In Charlotte-Mecklenburg and in public school districts across North Carolina, the search continues for ways to improve the performance of the weakest students. It is a difficult problem without easy answers. Too bad one current popular line of thinking on education solutions is no more insightful than a one-liner from an old football coach.

Former Houston Oiler head coach Bum Phillips had a ready measure of coaching greatness, one which he applied to Hall of Famers like Bear Bryant and Don Shula.

“He can take his’n and beat your’n, then take your’n and beat his’n,” Phillips would say. Coaches, in other words, are the key to success on the football field.

The “good teachers” solution to education woes equates teachers with coaches, but otherwise does not move the public education debate much beyond Phillips’ folksy aphorism.

The good teacher analysis unfolds as follows. As poor performing schools often have the least experienced teachers and high performing schools have the most experienced teachers, there must be a causal relationship at work. Experienced teaches must cause the high performance. If so, getting the most experienced teachers into the low performing schools, either by bonus enticements or brute school board decree, would improve education at the low performing schools. In effect, great teachers would “coach up” poor students. Your’n, his’n — it does not matter. Problem solved.
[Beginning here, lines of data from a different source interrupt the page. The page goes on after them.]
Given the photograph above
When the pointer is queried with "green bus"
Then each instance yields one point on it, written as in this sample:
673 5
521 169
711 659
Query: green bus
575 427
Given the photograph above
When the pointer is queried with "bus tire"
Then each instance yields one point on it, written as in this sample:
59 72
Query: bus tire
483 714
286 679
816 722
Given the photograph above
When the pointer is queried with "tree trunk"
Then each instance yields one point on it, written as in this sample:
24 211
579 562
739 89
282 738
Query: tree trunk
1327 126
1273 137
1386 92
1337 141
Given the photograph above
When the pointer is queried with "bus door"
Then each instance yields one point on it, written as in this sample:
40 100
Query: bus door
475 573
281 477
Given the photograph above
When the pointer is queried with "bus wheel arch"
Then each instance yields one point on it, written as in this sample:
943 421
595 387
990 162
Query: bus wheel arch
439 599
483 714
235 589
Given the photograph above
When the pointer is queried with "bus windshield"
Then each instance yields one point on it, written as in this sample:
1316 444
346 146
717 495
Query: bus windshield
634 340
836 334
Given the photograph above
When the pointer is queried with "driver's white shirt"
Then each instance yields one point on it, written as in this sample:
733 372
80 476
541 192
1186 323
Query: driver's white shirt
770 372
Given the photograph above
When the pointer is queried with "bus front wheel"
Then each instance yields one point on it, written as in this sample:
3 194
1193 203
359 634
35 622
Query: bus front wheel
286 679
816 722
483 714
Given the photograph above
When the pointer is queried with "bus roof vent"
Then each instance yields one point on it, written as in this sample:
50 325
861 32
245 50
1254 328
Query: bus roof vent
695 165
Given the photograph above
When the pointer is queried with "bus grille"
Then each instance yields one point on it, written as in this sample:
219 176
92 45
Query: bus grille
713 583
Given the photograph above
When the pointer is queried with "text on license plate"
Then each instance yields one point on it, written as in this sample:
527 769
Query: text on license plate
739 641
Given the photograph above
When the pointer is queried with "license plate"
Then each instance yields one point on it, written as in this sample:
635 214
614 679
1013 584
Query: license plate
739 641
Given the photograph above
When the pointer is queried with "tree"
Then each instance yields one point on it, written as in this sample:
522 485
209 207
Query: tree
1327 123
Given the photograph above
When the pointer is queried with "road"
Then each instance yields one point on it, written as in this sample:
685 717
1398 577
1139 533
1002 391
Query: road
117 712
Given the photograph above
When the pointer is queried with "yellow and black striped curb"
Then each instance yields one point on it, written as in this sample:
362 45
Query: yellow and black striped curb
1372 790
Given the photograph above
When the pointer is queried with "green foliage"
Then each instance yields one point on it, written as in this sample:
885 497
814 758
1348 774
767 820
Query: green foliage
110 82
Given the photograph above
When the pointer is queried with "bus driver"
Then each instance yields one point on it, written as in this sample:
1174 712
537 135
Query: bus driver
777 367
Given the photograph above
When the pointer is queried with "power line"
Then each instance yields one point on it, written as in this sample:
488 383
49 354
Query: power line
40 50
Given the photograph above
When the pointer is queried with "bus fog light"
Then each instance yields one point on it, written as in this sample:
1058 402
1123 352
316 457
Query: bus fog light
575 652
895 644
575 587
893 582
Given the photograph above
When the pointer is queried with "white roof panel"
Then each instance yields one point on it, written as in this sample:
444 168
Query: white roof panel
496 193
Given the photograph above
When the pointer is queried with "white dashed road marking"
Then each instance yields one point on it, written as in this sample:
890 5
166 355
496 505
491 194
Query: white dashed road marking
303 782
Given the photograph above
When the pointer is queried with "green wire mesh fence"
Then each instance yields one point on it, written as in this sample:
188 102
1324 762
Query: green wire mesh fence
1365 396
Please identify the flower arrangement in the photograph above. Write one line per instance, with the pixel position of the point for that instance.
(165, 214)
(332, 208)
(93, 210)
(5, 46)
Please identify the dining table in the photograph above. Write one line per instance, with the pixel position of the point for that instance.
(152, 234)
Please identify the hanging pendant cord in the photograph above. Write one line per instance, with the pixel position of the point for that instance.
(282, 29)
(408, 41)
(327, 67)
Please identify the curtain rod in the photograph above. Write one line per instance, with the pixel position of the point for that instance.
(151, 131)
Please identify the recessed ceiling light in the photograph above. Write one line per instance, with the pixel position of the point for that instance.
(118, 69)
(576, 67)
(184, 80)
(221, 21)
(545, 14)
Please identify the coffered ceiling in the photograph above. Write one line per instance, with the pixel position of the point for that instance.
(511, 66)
However, there are several hidden assumptions in this analysis which must be unpacked to see if they square with reality. The first assumption is that while students and parents are very much attuned to the quality of the teaching staff, teachers are largely indifferent to the quality of the student body and the degree of parental involvement in a school. The best most, experienced teachers just happen to wind up teaching the best students.

But that is not reality, of course. In fact, there is intense competition among teachers to work with the best students, administrators, and schools. Why? It must be that some schools and student populations are more poised for success than others. In other words, teachers believe there is a limit to how much they can “coach up” students. Teachers, then, must not be the determining factor in educational outcomes. This is contrary to what the good teacher analysis strongly suggests.

Let’s be clear, quality teaching does matter. Everyone recalls a particularly strong and mesmerizing teacher from their youth, someone who stood out from their peers and made lasting impressions on young minds. Charlotte-Mecklenburg has such teachers, no doubt about it, and needs more of them.

The good teacher solution does not address that need, however. It would simply take existing experienced, quality teachers and deploy them differently. In that regard the good teacher approach reveals another questionable assumption, that a single, easy change to the educational status quo will solve hard problems. In fact, the good teacher solution looks depressingly familiar as yet another top-down, silver-bullet theory from the education establishment.

Like countless other initiatives in the past, from whole language, to computers in the classroom, high-speed Internet in the classroom, you name it, shifting good teachers to bad schools is supposed to magically and drastically improve student performance.

Would such a shift help actually improve low performing schools? Probably some at the margins, but at a great cost. Were officials like Charlotte Mecklenburg School Board member Vilma Leake get their way and experienced teachers were simply reassigned to low performing schools, some teachers would undoubtedly quit. Thus CMS would both lose some of its best teachers and reverse its long-standing drive to up teacher retention. Hard to see how that outcome is much of an improvement on the current situation.

No, much more than the tempting quick fix of ordering good teachers into low performing schools is needed. Actual curriculum reform aimed at adopting proven approaches to reaching at-risk kids is needed. And giving kids and parents seemingly trapped in chronically low performing school the option of attending a charter school might do wonders to prod low performing schools to actually change.

Recognizing the limits of what teachers can do is first step to appreciating all that they accomplish. The good teacher solution, which simply commands teachers to do more, does not do that.